What subject should be learned first?  The question rightly troubles anyone who’s interest is in education.  Of course, young children often must learn in a very basic and rote fashion, applying their apt memorization skills to simple tasks that will serve them very well in later years when they go one to apply such knowledge to more complex topics.  However, when the time comes to designing curricula, an important question must be answered for older students, namely “What is most important first topic in these students’s education?”

 An argument can be made for the use of mathematics as a tool for teaching students how to reason more clearly.  This is not because mathematics is the basis of all knowledge.  Indeed not.  There are many important subjects including not only the humanities like poetry and history but sciences like biology and physiology too.   These topics are not strictly speaking mathematical in nature, even though mathematics can be used in it in many ways.

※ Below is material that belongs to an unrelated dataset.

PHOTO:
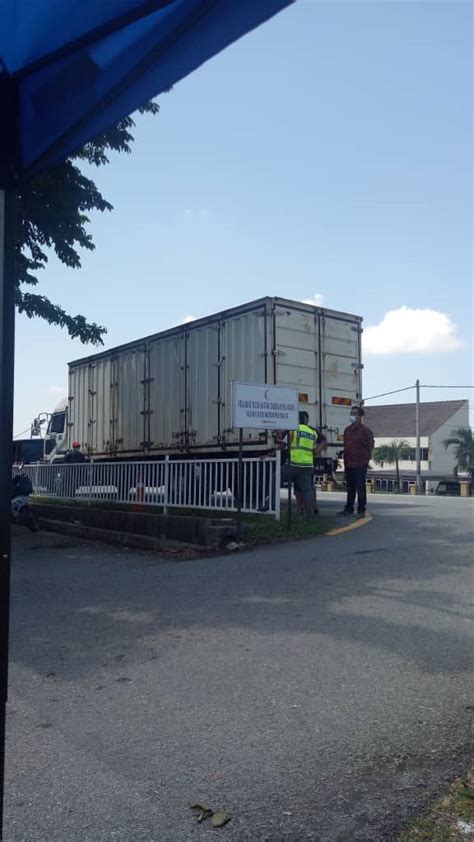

Our minds are best geared for learning things that we can sense, things that are visible and tangible.  Although mathematics is abstract, it can begin with this kind of sense derived experience.  Beginning with simple everyday examples, children can be taught the more abstract and difficult skills that must be learned for the sake of the development of mathematical skills.  In the process of learning these topics, the children will begin to learn important rules about reasoning.  He or she will learn how several propositions can serve as the basis for conclusions.  They will learn how certain properties are related to various geometric figures and arithmetical rules.  Although much of this will be memorized at first, with time, they will have the opportunity to see that human reasoning in mathematical subjects is orderly and logical.  On the basis of such “logical experience,” young learners can then begin to be taught the rules of logic that they have been using all along.  As the medievals used to say, they could go from logica utens, logic used in other subjects, to logica docens logic taught, as a unique, and separate subject.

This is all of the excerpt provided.